- Interactive map of Ballikurava mandal
- Ballikurava mandal Location in Andhra Pradesh, India
- Coordinates: 16°00′00″N 80°01′19″E﻿ / ﻿16.000°N 80.022°E
- Country: India
- State: Andhra Pradesh
- District: Prakasam
- Headquarters: Ballikurava

Area
- • Total: 225.13 km^{2} (86.92 sq mi)

Population (2011)
- • Total: 53,269
- • Density: 236.61/km^{2} (612.83/sq mi)

Languages
- • Official: Telugu
- Time zone: UTC+5:30 (IST)

= Ballikurava mandal =

Ballikurava mandal is a mandal in the Prakasam district of Andhra Pradesh, India. Its headquarters are in Ballikurava.

==Demographics==

As of 2011 census, the mandal had a population of 53,269 in 13,661 households.

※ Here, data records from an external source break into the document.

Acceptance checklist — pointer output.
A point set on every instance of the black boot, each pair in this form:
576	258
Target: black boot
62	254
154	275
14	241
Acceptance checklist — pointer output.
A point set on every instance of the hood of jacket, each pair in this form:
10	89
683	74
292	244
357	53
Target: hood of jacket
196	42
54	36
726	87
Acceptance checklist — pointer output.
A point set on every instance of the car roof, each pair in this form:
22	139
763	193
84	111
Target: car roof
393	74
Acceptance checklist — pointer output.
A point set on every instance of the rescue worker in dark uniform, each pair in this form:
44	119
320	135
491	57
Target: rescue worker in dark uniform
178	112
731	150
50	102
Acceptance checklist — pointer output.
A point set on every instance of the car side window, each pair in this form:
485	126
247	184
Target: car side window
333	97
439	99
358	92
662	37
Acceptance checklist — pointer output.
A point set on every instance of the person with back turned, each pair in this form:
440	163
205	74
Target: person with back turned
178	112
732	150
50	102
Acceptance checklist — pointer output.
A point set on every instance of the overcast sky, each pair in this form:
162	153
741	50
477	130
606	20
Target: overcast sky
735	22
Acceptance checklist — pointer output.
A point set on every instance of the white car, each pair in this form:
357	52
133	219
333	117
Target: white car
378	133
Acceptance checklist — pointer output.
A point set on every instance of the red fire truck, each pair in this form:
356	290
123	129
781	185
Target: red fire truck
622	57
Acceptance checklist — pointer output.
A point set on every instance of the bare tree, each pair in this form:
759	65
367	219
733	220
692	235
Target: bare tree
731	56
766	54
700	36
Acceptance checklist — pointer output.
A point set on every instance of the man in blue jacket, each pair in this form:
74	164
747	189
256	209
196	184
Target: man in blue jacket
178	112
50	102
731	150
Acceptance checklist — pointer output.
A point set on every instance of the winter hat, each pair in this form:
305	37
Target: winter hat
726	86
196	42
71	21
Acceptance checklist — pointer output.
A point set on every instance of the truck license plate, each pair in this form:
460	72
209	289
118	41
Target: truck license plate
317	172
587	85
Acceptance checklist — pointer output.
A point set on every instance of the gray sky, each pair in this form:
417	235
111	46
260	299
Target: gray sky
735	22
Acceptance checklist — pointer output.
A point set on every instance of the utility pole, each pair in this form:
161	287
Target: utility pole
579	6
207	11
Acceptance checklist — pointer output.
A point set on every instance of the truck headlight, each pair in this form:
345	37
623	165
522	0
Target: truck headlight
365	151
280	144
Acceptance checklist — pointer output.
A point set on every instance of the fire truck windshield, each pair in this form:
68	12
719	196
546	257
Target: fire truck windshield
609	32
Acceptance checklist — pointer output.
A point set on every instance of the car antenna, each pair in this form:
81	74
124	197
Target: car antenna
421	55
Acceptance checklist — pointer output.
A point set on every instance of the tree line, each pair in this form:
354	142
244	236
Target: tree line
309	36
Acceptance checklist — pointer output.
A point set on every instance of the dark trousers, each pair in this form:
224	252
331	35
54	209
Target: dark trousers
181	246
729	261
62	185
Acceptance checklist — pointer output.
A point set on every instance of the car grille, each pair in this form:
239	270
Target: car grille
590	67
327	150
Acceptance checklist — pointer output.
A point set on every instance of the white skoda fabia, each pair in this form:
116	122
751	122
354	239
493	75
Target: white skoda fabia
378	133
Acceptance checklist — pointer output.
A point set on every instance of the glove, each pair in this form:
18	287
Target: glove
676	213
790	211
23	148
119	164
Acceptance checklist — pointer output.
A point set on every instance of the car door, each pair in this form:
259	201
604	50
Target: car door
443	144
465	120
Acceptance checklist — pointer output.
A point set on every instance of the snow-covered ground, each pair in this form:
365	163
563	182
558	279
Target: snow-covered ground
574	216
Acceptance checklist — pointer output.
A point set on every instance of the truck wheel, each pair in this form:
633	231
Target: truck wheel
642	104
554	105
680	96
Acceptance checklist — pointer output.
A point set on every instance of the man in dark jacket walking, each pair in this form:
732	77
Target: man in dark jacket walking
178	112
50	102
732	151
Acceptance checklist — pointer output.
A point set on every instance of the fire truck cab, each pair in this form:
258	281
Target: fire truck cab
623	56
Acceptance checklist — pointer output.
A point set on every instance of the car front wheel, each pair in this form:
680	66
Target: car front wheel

The total population constitute,
26,942 males and 26,327 females — a sex ratio of 977 females per 1000 males. 5,839 children are in the age group of 0–6 years, of which 3,058 are boys and 2,781 are girls — a sex ratio of 909 per 1000. The average literacy rate stands at 56.26% with 26,682 literates. Scheduled Castes and Scheduled Tribes make up 14,258 (26.77%) and 3,331 (6.25%) of the population respectively.

At the time of the 2011 census, 93.81% of the population spoke Telugu, 4.62% Urdu and 1.28% Lambadi as their first language.